August roared, grabbed her at the waist, and hurled her away from him.

Merilee’s shoulders crashed into the fountain cherubs.

Bone cracked.

White-hot agony blazed through her neck, her shoulders, her back. Like the worst electric shock. Like a lightning strike.

Had her fingers just blown off the ends of her hands?

Had she snapped in half?

Hecate, save me—
So much pain!

Fire claimed her back and shoulders as she fell limp into the basin, her head just out of the water—and her body went numb.

Just . . . numb.

Nothing ached.

No part of her felt anything at all. And absolutely no part of her, not even her lungs, moved.

Dimly, Merilee saw August grip the sides of his head with both hands.

She tried to get a breath.

Couldn’t.

Her chest was crushing in, crushing her, the weight of her own ribs killing her second by second.

The demon’s next bellow shook the fountain, sloshing water into Merilee’s paralyzed face.

From the direction of the bandshell came screaming and shouting.
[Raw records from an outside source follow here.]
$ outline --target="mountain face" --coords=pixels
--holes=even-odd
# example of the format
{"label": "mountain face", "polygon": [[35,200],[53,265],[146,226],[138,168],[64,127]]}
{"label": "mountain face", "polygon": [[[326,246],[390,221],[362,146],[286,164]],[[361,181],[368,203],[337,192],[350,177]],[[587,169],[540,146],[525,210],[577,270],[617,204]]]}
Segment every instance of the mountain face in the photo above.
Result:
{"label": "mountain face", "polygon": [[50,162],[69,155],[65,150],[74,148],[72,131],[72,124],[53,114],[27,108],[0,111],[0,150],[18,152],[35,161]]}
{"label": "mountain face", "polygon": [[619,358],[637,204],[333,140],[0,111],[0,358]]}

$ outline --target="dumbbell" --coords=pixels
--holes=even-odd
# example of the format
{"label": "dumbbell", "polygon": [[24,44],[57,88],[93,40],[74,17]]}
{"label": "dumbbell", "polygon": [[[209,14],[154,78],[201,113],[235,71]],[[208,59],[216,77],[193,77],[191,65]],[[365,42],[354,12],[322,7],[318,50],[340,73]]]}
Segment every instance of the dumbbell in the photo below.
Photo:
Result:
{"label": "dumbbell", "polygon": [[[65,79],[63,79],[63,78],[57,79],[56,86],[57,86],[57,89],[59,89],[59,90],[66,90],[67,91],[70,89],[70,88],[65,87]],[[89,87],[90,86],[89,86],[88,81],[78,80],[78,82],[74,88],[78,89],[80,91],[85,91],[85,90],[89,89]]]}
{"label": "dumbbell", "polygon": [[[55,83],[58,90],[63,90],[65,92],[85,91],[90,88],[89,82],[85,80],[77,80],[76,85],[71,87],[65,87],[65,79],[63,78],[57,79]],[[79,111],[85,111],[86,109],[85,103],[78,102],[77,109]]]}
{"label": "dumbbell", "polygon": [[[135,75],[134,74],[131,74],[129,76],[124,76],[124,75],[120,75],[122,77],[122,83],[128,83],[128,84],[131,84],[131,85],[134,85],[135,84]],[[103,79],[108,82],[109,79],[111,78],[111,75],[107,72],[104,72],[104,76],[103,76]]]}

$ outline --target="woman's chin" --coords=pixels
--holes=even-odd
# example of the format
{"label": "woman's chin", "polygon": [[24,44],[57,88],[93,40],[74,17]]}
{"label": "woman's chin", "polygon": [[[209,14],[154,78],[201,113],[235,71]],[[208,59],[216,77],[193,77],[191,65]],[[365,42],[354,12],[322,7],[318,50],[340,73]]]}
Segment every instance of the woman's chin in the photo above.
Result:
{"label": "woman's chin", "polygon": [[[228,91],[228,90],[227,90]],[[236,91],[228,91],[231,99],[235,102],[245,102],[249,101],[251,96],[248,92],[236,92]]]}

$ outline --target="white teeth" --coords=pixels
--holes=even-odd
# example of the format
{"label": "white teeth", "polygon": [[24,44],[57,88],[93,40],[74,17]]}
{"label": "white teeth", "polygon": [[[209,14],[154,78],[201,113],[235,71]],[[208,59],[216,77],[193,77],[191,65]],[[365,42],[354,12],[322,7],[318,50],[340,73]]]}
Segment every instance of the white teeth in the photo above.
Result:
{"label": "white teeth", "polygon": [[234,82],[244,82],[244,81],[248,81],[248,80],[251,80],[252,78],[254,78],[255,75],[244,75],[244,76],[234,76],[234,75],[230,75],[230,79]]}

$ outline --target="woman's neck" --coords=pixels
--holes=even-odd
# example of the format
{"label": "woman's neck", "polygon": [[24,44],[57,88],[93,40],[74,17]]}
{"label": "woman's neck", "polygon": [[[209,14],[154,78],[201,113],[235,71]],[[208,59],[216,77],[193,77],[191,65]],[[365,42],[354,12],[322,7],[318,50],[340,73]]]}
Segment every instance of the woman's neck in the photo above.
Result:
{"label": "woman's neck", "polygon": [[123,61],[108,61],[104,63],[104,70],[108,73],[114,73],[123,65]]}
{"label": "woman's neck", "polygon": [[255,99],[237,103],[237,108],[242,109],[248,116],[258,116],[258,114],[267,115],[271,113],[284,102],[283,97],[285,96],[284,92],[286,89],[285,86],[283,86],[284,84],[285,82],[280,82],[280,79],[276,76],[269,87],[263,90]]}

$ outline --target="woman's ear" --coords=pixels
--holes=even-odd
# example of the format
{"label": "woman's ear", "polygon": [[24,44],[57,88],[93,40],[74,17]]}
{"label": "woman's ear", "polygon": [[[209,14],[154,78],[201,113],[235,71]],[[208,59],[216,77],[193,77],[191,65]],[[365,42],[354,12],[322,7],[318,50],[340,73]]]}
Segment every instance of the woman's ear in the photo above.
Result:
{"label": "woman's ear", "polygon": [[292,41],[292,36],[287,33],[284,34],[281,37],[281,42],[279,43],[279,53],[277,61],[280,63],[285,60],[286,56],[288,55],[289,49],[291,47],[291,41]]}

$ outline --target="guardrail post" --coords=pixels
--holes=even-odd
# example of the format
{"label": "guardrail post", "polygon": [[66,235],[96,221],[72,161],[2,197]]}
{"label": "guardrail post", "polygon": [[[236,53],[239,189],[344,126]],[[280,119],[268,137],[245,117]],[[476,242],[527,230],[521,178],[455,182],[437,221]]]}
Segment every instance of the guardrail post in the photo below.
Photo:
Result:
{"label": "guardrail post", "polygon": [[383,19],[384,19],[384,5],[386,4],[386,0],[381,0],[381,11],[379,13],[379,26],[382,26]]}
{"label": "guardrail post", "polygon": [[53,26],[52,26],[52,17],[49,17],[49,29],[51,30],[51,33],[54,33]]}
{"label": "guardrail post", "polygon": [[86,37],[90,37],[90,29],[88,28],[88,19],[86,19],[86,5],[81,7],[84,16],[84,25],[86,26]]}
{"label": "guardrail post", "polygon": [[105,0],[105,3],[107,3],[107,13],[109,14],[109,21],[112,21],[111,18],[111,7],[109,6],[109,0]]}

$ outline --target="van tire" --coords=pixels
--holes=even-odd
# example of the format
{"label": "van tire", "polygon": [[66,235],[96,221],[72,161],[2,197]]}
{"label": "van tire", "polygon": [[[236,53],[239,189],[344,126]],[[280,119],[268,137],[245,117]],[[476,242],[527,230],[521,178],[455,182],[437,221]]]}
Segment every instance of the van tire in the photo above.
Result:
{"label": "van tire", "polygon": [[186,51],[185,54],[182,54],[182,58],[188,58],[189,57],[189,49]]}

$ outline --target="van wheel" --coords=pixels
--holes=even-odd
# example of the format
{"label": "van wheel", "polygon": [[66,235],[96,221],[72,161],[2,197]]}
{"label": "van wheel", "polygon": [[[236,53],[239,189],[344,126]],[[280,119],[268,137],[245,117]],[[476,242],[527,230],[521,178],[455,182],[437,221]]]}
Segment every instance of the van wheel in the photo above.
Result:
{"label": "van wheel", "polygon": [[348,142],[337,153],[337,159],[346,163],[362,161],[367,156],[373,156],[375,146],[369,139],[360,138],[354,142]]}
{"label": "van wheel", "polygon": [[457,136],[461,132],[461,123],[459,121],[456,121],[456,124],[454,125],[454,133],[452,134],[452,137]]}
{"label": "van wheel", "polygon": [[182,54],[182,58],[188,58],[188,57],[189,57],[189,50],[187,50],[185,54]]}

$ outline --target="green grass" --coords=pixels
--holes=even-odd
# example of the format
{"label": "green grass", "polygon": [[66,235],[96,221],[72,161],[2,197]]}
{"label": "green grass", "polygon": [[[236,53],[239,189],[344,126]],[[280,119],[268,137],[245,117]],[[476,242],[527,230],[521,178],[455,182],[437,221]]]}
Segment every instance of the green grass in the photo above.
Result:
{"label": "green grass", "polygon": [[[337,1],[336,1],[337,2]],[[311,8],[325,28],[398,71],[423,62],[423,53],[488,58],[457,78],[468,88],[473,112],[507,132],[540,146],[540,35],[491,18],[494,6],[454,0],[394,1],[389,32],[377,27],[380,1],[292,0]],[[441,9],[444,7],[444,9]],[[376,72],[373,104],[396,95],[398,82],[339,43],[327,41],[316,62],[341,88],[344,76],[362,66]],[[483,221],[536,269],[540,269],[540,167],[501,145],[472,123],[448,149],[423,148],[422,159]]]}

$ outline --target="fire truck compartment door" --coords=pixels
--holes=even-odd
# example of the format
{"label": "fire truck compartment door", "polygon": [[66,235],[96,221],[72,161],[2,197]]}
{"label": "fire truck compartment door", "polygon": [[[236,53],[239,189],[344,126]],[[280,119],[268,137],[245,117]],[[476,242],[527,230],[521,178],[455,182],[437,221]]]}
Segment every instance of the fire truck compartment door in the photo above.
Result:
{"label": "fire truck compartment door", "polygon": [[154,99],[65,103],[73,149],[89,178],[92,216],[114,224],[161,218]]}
Male voices calling out orders.

When the demon reached up, yanked the gore-spattered arrow out of his head, and threw it at her so hard it lodged into the metal beside her cheek, Merilee was pretty sure she was dead.

But when August started to change, started to grow and writhe and roar so loud it sounded like he was pulling the heavens down around them, she was certain of it.

Jake.

Riana.

Cynda.

Merilee let herself have the happy images instead of the reality of the Leviathan swelling to the black, scaled proportions of a building in front of her. She tried to hear their voices instead of the ever-louder screaming and shouting closing in around the fountain.

Sorry.

I did my best . . .

I hope I was . . . I hope I am . . .

Your broom.

 

 

(40)

Jake yanked his body into solid form so hard and fast he felt like his brain would burst right out of his Astaroth head.

His perceptions swam.

Fuck, but something smelled like a barge full of rotten seawater and untreated sewage.

He gagged.

Bricks scraped his bare feet.

Behind him, people shouted and screamed, but the noises seemed to be moving away from him, not toward him.

Something massive and dark and slimy was writhing and expanding on his left. When Jake looked squarely at the thing, his skin crawled as the creature shifted and stretched and grew, adding scale, adding horns. Shit.

Air rushed in and out of Jake’s lungs. Blood pounded in his ears as his senses tightened, his mind focused.

It’s huge.

It’s too big
.

Was that a tail with big, ugly spikes?

Grass ripped beneath the thing as it twisted. Trees slammed to the ground as the creature’s body made contact.